By CINDY SHEARER, faculty member and program chair of the MFA in Writing and Consciousness and the MFA in Creative Inquiry, Interdisciplinary Arts
“How can I contribute more?” I noticed right away that Alonzo King, Artistic Director of LINES Ballet didn’t ask the dancers “How can you contribute more?” The difference between the two questions was subtle but sharp—Alonzo’s approach is to ask the dancers to ask themselves.

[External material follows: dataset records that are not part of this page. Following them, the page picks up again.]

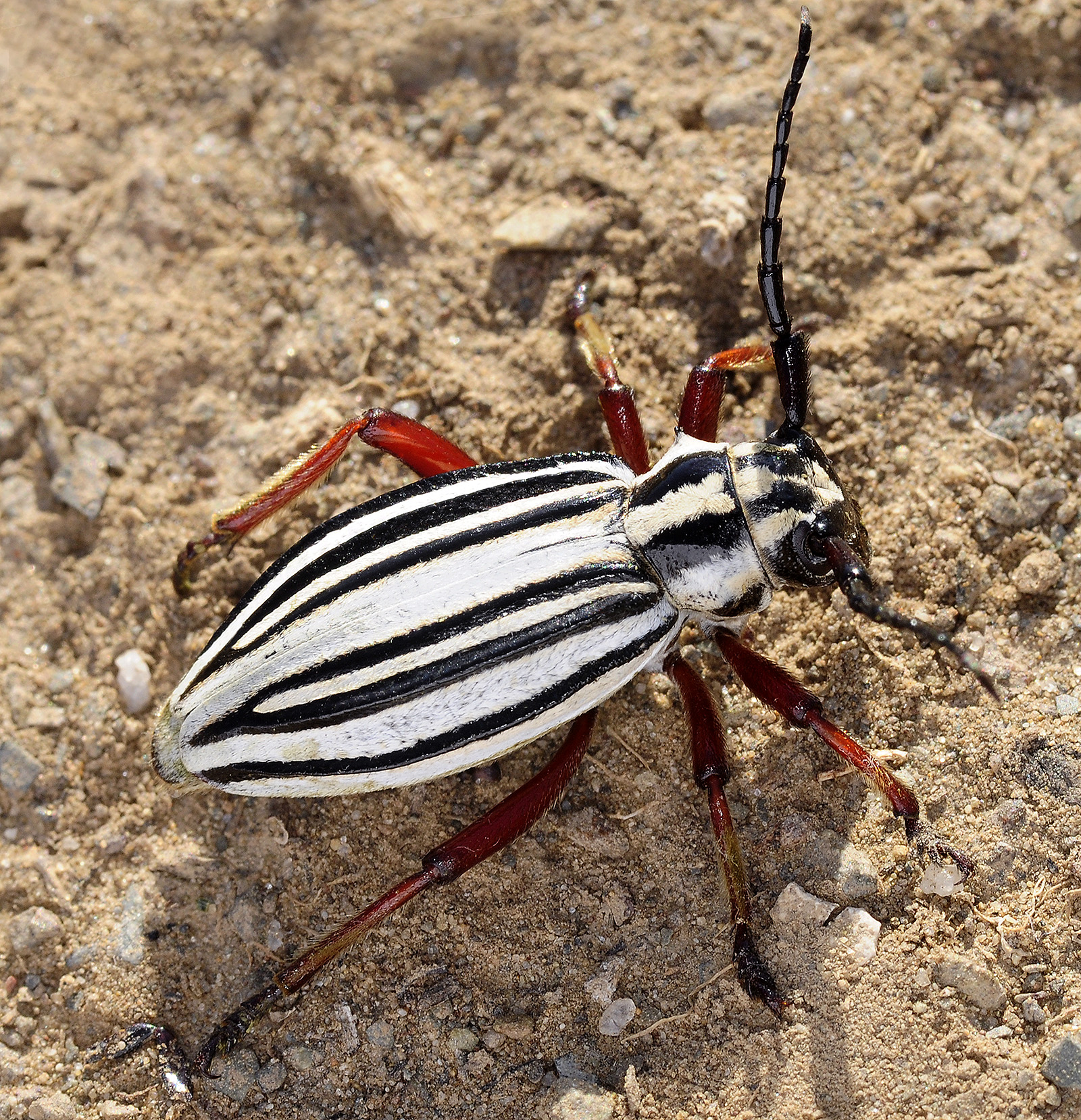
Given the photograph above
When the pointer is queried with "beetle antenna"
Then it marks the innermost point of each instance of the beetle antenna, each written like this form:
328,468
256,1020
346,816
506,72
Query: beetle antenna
789,349
856,584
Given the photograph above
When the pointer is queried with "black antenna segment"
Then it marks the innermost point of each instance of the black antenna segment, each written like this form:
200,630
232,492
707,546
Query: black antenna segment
789,350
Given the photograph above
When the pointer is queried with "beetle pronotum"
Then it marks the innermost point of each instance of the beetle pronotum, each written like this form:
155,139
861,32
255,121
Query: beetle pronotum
445,624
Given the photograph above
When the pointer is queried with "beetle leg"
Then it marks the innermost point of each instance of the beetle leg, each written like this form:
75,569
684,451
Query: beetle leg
709,756
779,689
499,827
706,386
418,447
616,399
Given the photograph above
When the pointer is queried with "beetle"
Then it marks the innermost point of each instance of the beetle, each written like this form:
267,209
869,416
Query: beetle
447,623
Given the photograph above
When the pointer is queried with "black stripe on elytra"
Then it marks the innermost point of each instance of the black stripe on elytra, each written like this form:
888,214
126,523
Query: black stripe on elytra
449,740
428,636
709,531
390,532
390,691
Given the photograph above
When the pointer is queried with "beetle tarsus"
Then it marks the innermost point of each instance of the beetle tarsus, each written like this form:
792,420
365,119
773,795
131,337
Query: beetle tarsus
175,1067
932,847
233,1027
754,977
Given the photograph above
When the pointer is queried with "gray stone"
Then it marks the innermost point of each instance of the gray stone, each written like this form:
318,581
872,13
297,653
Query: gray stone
82,482
53,1106
851,868
972,980
752,107
576,1101
299,1057
463,1041
1038,573
238,1074
18,769
1013,425
80,957
272,1077
32,929
1063,1062
1009,815
1067,705
616,1017
1002,507
550,226
130,946
1036,497
1001,231
18,499
381,1034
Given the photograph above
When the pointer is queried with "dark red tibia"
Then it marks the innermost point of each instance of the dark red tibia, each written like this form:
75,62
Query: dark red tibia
418,447
707,383
709,757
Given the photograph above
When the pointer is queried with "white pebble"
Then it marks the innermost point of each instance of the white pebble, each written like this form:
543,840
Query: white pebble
1067,705
615,1017
134,681
857,933
795,904
942,881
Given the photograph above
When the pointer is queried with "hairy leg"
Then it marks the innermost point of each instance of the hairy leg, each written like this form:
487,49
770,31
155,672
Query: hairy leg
418,447
616,399
779,689
706,386
709,756
490,834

I was lucky to be at Thursday rehearsal in Studio Five in the LINES Dancer Center just two weeks before the San Francisco opening of Scheherazade. From my folding chair, I leaned into the space across the room from where the dancers stood in a circle around Alonzo. Then in a voice less like a directive and more like an invitation, Alonzo asked them to give more to each moment—by not being tired or hungry, distracted or overwhelmed—but by bringing more to the characters at the core of their movements. All looked right him as he spoke.
It didn’t surprise me that Alonzo focused on the inner performance rather than the physical one. In my conversations with him, he’s avoided the labels offered to him such as choreographer or director. Instead, he identifies as an artist—sure that all artists tap into and draw from the same creative sources whatever their mediums. Artists always have the chance to bring themselves all the way into their work, he believes, to not hold back, not resist. In every moment, to make a maximum contribution.
“If your character is not your temperament,” he told one dancer, “then you’ll have to overdo the moments.” What I understood him to mean was that this dancer will have to overreach to find the right tone or expression for his movements. If he doesn’t overreach, he won’t be able get far enough outside himself to find the genuineness of the character within.
The lesson applies widely to art-making. To make art beyond ourselves, we have to reach within and beyond ourselves. Deep within to find the clarity necessary to communicate a moment or feeling, an action or process. Beyond ourselves to feel and experience the contrasts necessary to locate a character within us or the character of what we want to convey.
Alonzo’s approach speaks to the value for artists, as learners and professionals, in training and practice, to speak across the disciplines to each other. “I want to see change,” Alonzo said. Then looking at two of his dancers went on, “I need to see the character within your movements.” He talked about how for a character to work both clarity and contrast must be visible. He might have been teaching a fiction writing class.
“We need fervor.” The dancers looked again intently into his face. “Does that make sense?” He asked this several times during the afternoon—did they get the meaning? He knows they need to understand the meaning of what he is asking, of the opportunity offered them through dance, in order to achieve it.
After rehearsal, I looked up fervor. Not surprisingly it means to two somewhat-related things: (1) warmth or glow—a radiating heat, and (2) intense heat—intensity and heat. Its meanings come from the Latin fervor meaning “heat” and fervere to “glow, boil”. Fervor heats from within and moves out.
Fervor is the artist’s path to clarity and contrast. Clarity radiates out, obliterating any line or space between the person and the character, the story and the performance, the dancer and the dance. Contrast is conflict. An intense heat within stories, characters and our layers of being that unsettle us and require us to act. Fervor manifests art, taking us beyond the process of contribution to the act of commitment. With fervor, we contribute all we can.
Alonzo asked the dancers to give more and when they did, he acknowledged what he saw. “There—that intensity,” or “you had it when you started,” he said. As the dancers moved across the floor, I could hear him say, “Stay with it. Stay with it. Don’t relax.”
“It brings me joy to see people change. It gives me hope for myself,” he said as he returned to his chair. 5, 6, 7, the music started again and so did dance. “Stay with it. Stay with it,” I thought to myself. “Don’t relax.”
Yes Cindy...and the same could be said for motherhood. The minute I relax(take my focus away), something goes wrong. Its not like I need to be tense, but my focus needs to be able to contain us both in perfect balance at all times when we are together. I think that a good teacher/director/parent is always one who teaches how to be human... more than human.